As the first epoch is on the verge of conclusion, and prior to @chaoslabs proposing a rewards distribution, I would like to address a significant concern related to wash trading.
What constitutes wash trading in the opinion of @chaoslabs?
I understand that in dydxv4 there is a very small pool of traders and market makers, which consequently means that situations where we encounter the same maker-taker pair during matching are likely to occur quite frequently. I am not asking you to disclose the full methodology for identifying wash traders; rather, I seek a general understanding of the process.
For instance, there are a pair of accounts with the following characteristics:
- An event where account1 is the maker and Account2 is the taker occurs more than 1000 times, and vice versa, also more than 1000 times.
- These accounts have similar sources of funds and are connected to the same addresses in EVM networks.
Can these accounts be called wash traders?
You can begin to imagine what’s going on… Oh boy. There are a few big players here who are laughing all the way to the bank. No prizes for guessing who they are.

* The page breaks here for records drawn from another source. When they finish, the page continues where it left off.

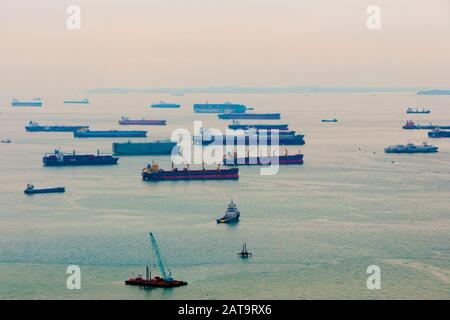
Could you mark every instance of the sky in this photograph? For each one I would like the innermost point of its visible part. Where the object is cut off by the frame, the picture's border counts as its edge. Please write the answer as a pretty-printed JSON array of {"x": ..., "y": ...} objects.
[{"x": 201, "y": 43}]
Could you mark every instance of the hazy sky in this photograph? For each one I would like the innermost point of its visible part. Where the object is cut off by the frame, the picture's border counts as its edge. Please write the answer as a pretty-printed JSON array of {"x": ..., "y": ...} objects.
[{"x": 196, "y": 43}]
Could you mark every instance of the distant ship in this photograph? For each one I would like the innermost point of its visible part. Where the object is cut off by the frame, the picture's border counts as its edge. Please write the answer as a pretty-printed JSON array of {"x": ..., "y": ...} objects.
[
  {"x": 32, "y": 190},
  {"x": 263, "y": 160},
  {"x": 125, "y": 121},
  {"x": 416, "y": 110},
  {"x": 109, "y": 134},
  {"x": 238, "y": 126},
  {"x": 253, "y": 116},
  {"x": 226, "y": 107},
  {"x": 81, "y": 101},
  {"x": 34, "y": 103},
  {"x": 411, "y": 148},
  {"x": 58, "y": 159},
  {"x": 438, "y": 133},
  {"x": 35, "y": 127},
  {"x": 154, "y": 173},
  {"x": 330, "y": 120},
  {"x": 165, "y": 105},
  {"x": 231, "y": 215},
  {"x": 163, "y": 147}
]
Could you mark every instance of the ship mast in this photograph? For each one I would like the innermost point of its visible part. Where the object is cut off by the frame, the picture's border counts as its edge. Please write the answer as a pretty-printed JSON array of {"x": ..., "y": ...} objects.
[{"x": 166, "y": 275}]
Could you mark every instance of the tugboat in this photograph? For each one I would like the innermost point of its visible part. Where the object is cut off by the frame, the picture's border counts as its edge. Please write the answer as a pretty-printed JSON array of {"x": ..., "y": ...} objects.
[
  {"x": 231, "y": 215},
  {"x": 244, "y": 253},
  {"x": 411, "y": 148},
  {"x": 164, "y": 281},
  {"x": 416, "y": 110},
  {"x": 31, "y": 190}
]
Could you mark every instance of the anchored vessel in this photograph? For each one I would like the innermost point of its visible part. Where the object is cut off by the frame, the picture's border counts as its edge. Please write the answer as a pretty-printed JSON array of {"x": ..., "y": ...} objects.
[
  {"x": 154, "y": 173},
  {"x": 438, "y": 133},
  {"x": 226, "y": 107},
  {"x": 254, "y": 116},
  {"x": 81, "y": 101},
  {"x": 411, "y": 148},
  {"x": 86, "y": 133},
  {"x": 36, "y": 127},
  {"x": 58, "y": 159},
  {"x": 165, "y": 105},
  {"x": 266, "y": 160},
  {"x": 34, "y": 103},
  {"x": 163, "y": 147},
  {"x": 231, "y": 215},
  {"x": 416, "y": 110},
  {"x": 31, "y": 190},
  {"x": 164, "y": 281},
  {"x": 124, "y": 121}
]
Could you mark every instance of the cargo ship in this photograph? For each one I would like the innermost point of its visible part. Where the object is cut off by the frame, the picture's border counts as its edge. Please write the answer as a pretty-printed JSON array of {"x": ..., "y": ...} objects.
[
  {"x": 36, "y": 127},
  {"x": 86, "y": 133},
  {"x": 238, "y": 126},
  {"x": 81, "y": 101},
  {"x": 34, "y": 103},
  {"x": 154, "y": 173},
  {"x": 411, "y": 148},
  {"x": 165, "y": 105},
  {"x": 164, "y": 281},
  {"x": 226, "y": 107},
  {"x": 32, "y": 190},
  {"x": 253, "y": 116},
  {"x": 410, "y": 125},
  {"x": 231, "y": 215},
  {"x": 159, "y": 147},
  {"x": 125, "y": 121},
  {"x": 417, "y": 110},
  {"x": 58, "y": 159},
  {"x": 263, "y": 160},
  {"x": 438, "y": 133}
]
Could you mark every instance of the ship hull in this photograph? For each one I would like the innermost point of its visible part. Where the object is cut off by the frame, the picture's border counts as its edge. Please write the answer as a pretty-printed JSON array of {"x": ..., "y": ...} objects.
[
  {"x": 253, "y": 116},
  {"x": 48, "y": 190},
  {"x": 152, "y": 148},
  {"x": 223, "y": 174}
]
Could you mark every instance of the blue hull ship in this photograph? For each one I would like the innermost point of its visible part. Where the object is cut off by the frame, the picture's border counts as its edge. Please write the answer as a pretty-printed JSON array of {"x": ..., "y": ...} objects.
[
  {"x": 35, "y": 103},
  {"x": 226, "y": 107},
  {"x": 35, "y": 127},
  {"x": 109, "y": 134},
  {"x": 59, "y": 159}
]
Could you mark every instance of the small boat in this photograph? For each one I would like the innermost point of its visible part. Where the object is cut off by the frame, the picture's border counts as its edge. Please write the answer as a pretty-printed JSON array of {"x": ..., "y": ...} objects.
[
  {"x": 330, "y": 120},
  {"x": 31, "y": 190},
  {"x": 231, "y": 215},
  {"x": 417, "y": 110}
]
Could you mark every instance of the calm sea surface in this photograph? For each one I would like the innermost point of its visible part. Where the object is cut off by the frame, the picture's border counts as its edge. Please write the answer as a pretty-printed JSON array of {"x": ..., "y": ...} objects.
[{"x": 313, "y": 229}]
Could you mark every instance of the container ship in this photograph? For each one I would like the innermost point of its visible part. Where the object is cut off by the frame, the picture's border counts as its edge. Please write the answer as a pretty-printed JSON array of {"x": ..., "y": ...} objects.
[
  {"x": 163, "y": 147},
  {"x": 165, "y": 105},
  {"x": 154, "y": 173},
  {"x": 58, "y": 159},
  {"x": 226, "y": 107},
  {"x": 34, "y": 103},
  {"x": 438, "y": 133},
  {"x": 253, "y": 116},
  {"x": 238, "y": 126},
  {"x": 164, "y": 281},
  {"x": 35, "y": 127},
  {"x": 417, "y": 110},
  {"x": 125, "y": 121},
  {"x": 411, "y": 148},
  {"x": 86, "y": 133},
  {"x": 259, "y": 160},
  {"x": 81, "y": 101},
  {"x": 410, "y": 125}
]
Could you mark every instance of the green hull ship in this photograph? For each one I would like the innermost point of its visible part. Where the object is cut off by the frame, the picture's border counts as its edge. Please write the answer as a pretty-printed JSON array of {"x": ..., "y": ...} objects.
[{"x": 163, "y": 147}]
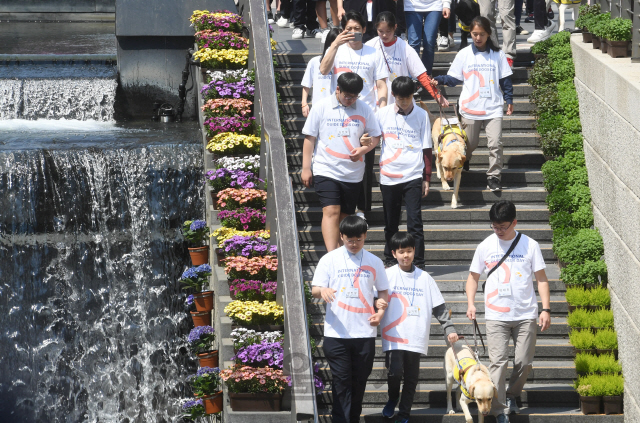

It is also very easy to create a script where funds are send to new addresses all the time causing (1) to be not true for those addresses, while still being operated by the same individual.
Ahead of the publication of our incentive distribution report for the first trading season, we are set to present the community with an in-depth wash trading analysis, which will also delve into the specific methodologies and criteria we employed to scrutinize trading patterns. We aim to foster transparency and provide a better understanding of how we differentiate between legitimate trading activities and manipulative practices.
Regarding the aspect of wash trading, the criteria for identifying such activities are multifaceted. Wash trading typically occurs when trades are artificially created to give an impression of heightened market activity. This can be either through addresses that are controlled by a single entity or through a group of addresses colluding to generate deceptive trades. Key indicators include repetitive, non-economic trading patterns, and a lack of genuine change in ownership.
In your specific scenario, If the addresses are either controlled by the same entity or if the addresses are colluding to earn rewards then it is most likely wash trading. However, if the majority of the 1000 trades are consistently one-sided (such as A consistently selling to B) and if these trades are conducted between addresses that are independently controlled and not in collusion, the likelihood of these transactions being classified as wash trading diminishes. It’s important to consider the broader context of these trades, including the market conditions and the economic rationale behind these transactions, to make a more informed determination. Our analysis framework is designed to detect and scrutinize such nuances, ensuring a comprehensive evaluation of trading activities.